This question is related to this one.
Consider a function $g:\mathbb{R}\rightarrow \mathbb{R}$ and its left-inverse $f$ $$\forall x \in \mathbb{R} : f(g(x))=x $$ Then $$g(f(x))=x $$ has a set of solutions (usually a set with the same cardinality as $\mathbb{R}$. For example, this answer constructs $f$ and $g$ such that the solution set is an interval, and if $f$ is a true inverse of $g$ then the solution set is all of $\mathbb{R}$). But how few solutions can it have?
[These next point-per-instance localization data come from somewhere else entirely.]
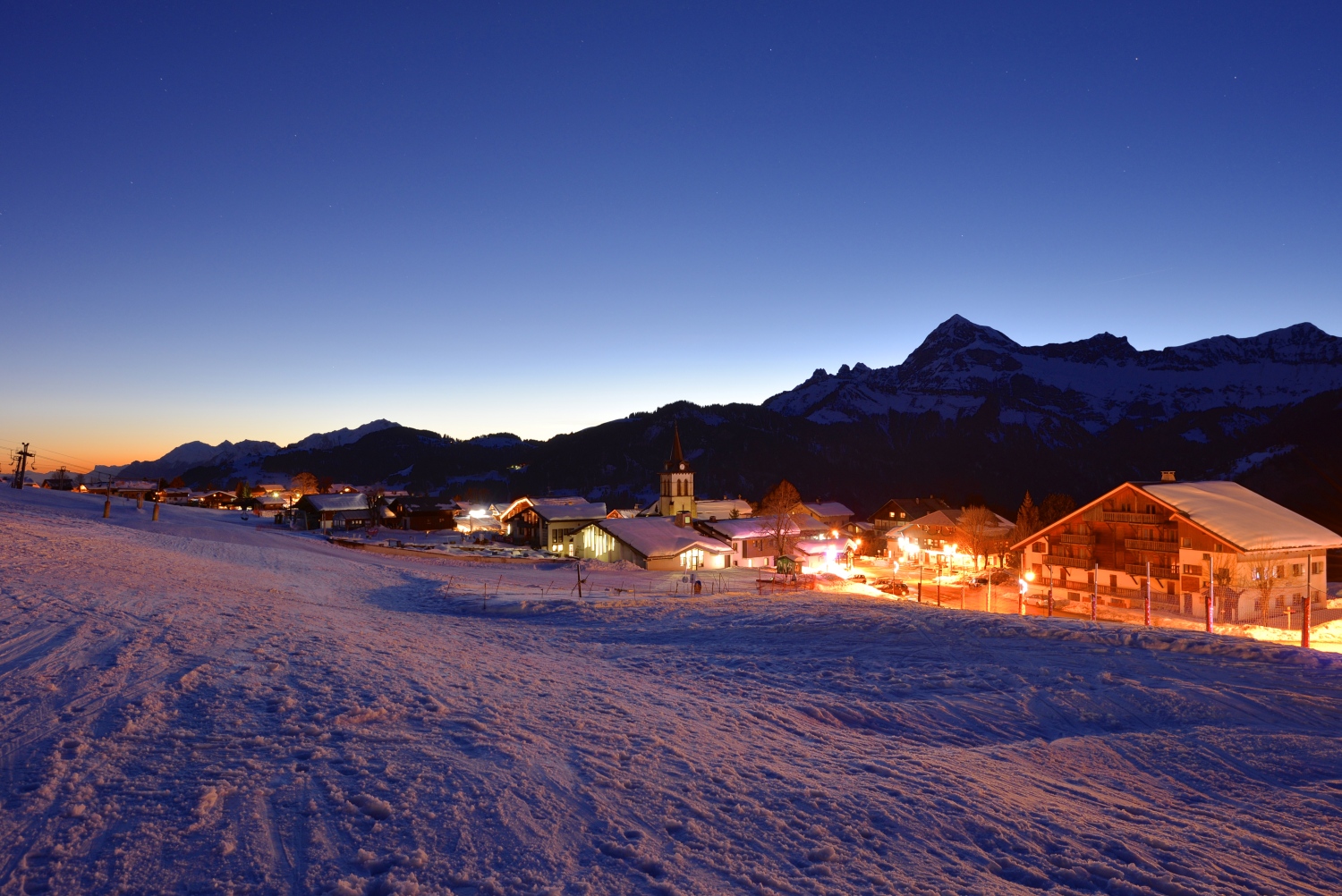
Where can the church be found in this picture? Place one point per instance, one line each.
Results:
(676, 483)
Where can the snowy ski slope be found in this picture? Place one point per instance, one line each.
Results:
(201, 706)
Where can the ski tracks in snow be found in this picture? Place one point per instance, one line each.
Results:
(208, 708)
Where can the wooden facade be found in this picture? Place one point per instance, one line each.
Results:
(1108, 546)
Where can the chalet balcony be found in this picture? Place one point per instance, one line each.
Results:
(1071, 562)
(1157, 571)
(1154, 547)
(1075, 539)
(1141, 520)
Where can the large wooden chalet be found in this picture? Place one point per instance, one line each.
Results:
(1177, 536)
(549, 522)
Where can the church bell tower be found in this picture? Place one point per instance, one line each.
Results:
(676, 482)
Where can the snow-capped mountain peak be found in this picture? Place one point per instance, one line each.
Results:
(1092, 383)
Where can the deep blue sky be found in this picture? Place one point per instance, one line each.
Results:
(259, 220)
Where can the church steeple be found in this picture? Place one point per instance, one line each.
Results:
(676, 461)
(676, 480)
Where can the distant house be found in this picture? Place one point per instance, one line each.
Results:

Is there some $f,g$ for which it has countably many solutions? Finitely many? One? None?
Whenever $x$ lies in the image of $g$, it must satisfy $g(f(x)) = x$, since if $x=g(y)$, then
$$g(f(x)) = g(f(g(y)) = g(y) = x.$$
However if $g$ has a left inverse $f$ it must be injective:
$$g(x) = g(y) \implies f(g(x)) = f(g(y)) \implies x=y.$$
Therefore $g$ is a bijection from $\mathbb{R}$ to its image $g(\mathbb{R})$, and so the solution set $S=\{x\in\mathbb{R} : g(f(x)) = x\}$, which satisfies $g(\mathbb{R})\subseteq S\subseteq\mathbb{R}$, has the same cardinality as $\mathbb{R}$.